Остается объяснить, почему я все же не воспроизвел старого заголовка. Нет, не из боязни быть пойманным за руку, а совсем по другой причине. Тошно мне от собственного вошедшего в привычку лицемерия. Что ни неделя, мы радуемся (искренне) выходу очередной прекрасной книги, по-страусиному прячась от очевидного — мизерных тиражей. Больно всегда, но в нашем случае — особенно. Потому что не ко мне (и не к другим коллегам по цеху и прочим умникам), в первую очередь, обращено слово Роднянской. А оно (умолчу о бескорыстных любителях словесности), как воздух, нужно хотя бы тем, кто избрал гуманитарную стезю и через несколько лет станет учителем, редактором, переводчиком, журналистом.

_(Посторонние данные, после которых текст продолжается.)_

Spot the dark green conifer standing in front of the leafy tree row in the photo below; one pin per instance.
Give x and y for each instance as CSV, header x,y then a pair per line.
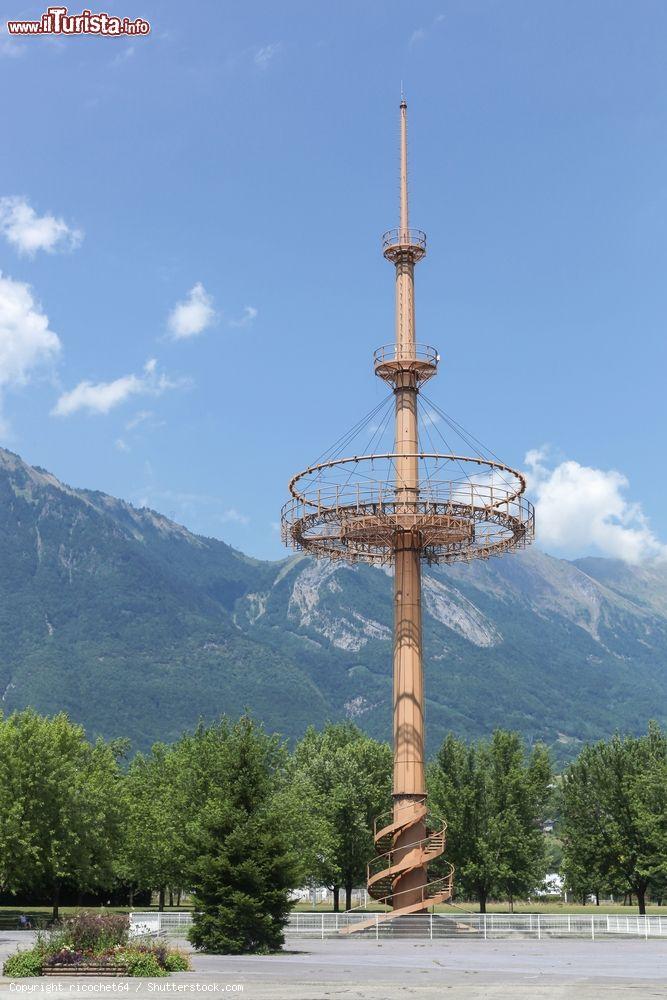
x,y
247,863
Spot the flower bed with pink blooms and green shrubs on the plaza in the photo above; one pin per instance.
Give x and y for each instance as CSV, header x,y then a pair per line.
x,y
91,944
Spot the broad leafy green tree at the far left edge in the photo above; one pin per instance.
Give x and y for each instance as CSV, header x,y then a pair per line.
x,y
60,806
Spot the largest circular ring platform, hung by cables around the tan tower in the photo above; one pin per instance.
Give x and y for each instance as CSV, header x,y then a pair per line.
x,y
361,507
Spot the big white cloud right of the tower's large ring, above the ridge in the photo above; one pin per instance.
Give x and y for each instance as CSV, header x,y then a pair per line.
x,y
580,509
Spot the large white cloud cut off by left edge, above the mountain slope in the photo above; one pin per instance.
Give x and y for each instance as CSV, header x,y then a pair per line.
x,y
25,338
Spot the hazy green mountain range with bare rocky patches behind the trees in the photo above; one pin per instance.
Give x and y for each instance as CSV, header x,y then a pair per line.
x,y
137,627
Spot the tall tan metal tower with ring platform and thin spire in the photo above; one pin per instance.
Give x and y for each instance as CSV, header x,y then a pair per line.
x,y
407,506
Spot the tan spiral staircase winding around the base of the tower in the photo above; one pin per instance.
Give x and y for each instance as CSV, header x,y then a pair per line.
x,y
393,863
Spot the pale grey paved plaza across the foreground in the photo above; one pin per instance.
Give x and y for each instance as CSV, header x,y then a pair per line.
x,y
349,969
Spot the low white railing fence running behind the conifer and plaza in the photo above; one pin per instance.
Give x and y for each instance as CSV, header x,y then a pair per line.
x,y
438,925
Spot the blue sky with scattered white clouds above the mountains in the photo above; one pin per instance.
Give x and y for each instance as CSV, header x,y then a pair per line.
x,y
248,152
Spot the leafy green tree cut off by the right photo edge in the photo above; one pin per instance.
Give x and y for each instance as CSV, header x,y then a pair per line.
x,y
614,826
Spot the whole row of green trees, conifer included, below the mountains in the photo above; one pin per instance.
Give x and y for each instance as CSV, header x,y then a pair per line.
x,y
232,815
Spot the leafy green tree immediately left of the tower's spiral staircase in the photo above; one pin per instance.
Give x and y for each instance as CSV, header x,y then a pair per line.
x,y
350,775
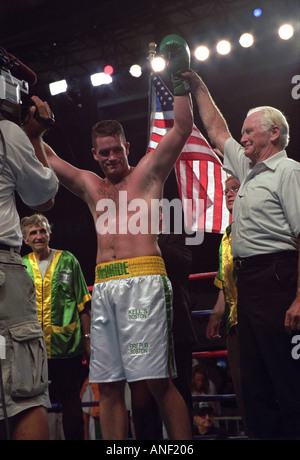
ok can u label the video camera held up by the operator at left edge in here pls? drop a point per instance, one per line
(15, 78)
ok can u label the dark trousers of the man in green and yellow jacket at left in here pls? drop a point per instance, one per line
(65, 379)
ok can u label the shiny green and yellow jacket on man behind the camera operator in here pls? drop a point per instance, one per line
(60, 297)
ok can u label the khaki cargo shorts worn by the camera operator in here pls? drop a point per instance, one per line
(23, 353)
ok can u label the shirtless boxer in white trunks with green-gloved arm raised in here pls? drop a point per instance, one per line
(138, 350)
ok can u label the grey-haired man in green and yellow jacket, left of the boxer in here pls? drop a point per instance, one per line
(62, 296)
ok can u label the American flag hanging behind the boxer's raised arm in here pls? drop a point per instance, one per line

Но нет надежды, что «Движение литературы» будет закуплено хотя бы областными и вузовскими библиотеками. Издательство получило грант, 800 экземпляров осели в трех с половиной столичных магазинах, коллега накатал рецензию… Галочка поставлена. Не таким должен быть праздник Ирины Роднянской, чья благородная научно-критическая проза зиждется, прежде всего, на благодарности.
Андрей Немзер
03.11.2006.
Праведник и «праведность»
О новом романе Людмилы Улицкой
Людмила Улицкая — прозаик приятный во всех отношениях. Без малого полтора десятилетия (первая ее приметная работа — улыбчиво встреченная публикой и вошедшая в шестерку соискателей второго русского Букера — повесть «Сонечка», 1992). Улицкая рассказывает трогательные (часто приправленные печалью, но непременно просветленной) житейские истории, в которых умело дозируются узнаваемый быт, секс, ненавязчивое морализаторство, аромат интеллигентной сплетни, лирические вздохи, физиология, политика (куда без нее, коли имеешь дело с ХХ веком!) и устремленность в заоблачные духовные выси. Не мудрено, что трудолюбивая (написала Улицкая много, хотя и меньше, чем поставщики конвейерных детективов), чурающаяся стилистических изысков, помнящая массу колоритных деталей и интересных случаев, сочувствующая большинству собственных персонажей (если и попадаются среди них уроды, то «бедные» и в чем-то милые; если обнаруживаются злодеи, то словно бы без вины виноватые — злым временем испорченные), а значит, и читательскому большинству, писательница снискала признание у весьма пестрой аудитории: от потребителей лоточного чтива («Эксмо» раскручивает и тиражирует Улицкую старательно и вполне успешно) до гламурных интеллектуалов и прочего культурного истеблишмента (Букеровскую премию за здорово живешь не дадут — Улицкой дали). Улицкая идеальный заместитель, при чем для разных читательских слоев ее проза замещает разное: для кого-то — рассказы из позднесоветских «тонких» (почти «женских») журналов, вроде «Работницы», для кого-то — Трифонова, для кого-то — мягкую эротику (приятно, но не стыдно), для кого-то — популярные просветительские книжки по истории (в частности — истории науки), философии и — да-да, именно так — богословию.
Из сказанного ясно, что я отношусь к прозе Улицкой скептично, а к возгонке ее культа (накачиванию, на мой взгляд, отчетливо вторичной беллетристики «большими смыслами») — с раздражением, которому несколько раз давал волю. Сейчас думаю: может, и зря. Причиной тому — новый роман Улицкой «Даниэль Штайн, переводчик» (М.: Эксмо — иначе и быть не могло).